6. LE TALENT EN TANT QU'INFRASTRUCTURE NATIONALE :
Planification de la main-d'œuvre dont le Canada a besoin
La capacité de main-d'œuvre est devenue la contrainte contraignante pour les projets d'un milliard de dollars dans l'ensemble de l'économie canadienne. Les dirigeants de diverses industries ont demandé que la planification des talents soit prise aussi au sérieux que les engagements en capital.
- Harmoniser les prévisions de la main-d'œuvre avec la conception des programmes en temps réel, les grands employeurs partageant des données solides sur les projections futures de la main-d'œuvre avec les institutions et les PME participant à des tables rondes sectorielles.
- Élargir les justificatifs d'identité empilables, portables et fondés sur les compétences. Permettre une requalification et un perfectionnement rapides en fonction des normes de l'industrie plutôt que du temps de siège dans des établissements particuliers.
- Créer des plateformes de cheminement de carrière à l'échelle du secteur. Mettre à l'échelle des outils comme l'initiative de cartographie des carrières dans le secteur de l'énergie de l'Ontario afin que les étudiants puissent se voir eux-mêmes dans des trajectoires professionnelles réelles avant d'entrer au niveau postsecondaires.
- Éviter les chevauchements inutiles entre les établissements. Au lieu que tous les établissements postsecondaires essaient d'offrir chacun de leurs propres programmes, nous devons encourager la collaboration multiinstitutionnelle et multidisciplinaire sur des défis sectoriels complexes.
- Accélérer les cycles décisionnels institutionnels. Les dirigeants ont été mis au défi de retourner dans leur organisation et d'élaborer des plans pour « tout réinventer » selon des échéanciers mesurés en mois et non en années.
L'essentiel
La fenêtre d'action du Canada est ouverte, mais les fenêtres se ferment rapidement.
D'importants investissements sont déjà investis dans les secteurs prioritaires nationaux, notamment l'IA, l'énergie, la défense et l'espace. Le capital est disponible. Le talent est fort. Les institutions sont crédibles.
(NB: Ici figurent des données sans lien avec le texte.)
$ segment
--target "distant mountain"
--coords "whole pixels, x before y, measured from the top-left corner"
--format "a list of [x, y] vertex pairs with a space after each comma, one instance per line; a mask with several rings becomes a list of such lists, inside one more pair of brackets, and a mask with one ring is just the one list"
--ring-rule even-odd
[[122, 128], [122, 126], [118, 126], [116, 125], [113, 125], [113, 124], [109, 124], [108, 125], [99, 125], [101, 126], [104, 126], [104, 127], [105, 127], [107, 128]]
Ce qui déterminera le succès du Canada maintenant, c'est l'exécution.
L'engagement pris lors du Sommet des dirigeants de cette année était simple : cesser de se réunir autour de défis communs et plutôt se réunir autour d'actions communes. Au cours des 12 prochains mois, on déterminera si le Canada intensifie ses forces ou si elle continue de les voir croître ailleurs.
L'ordre du jour est clair. L'exécution commence maintenant.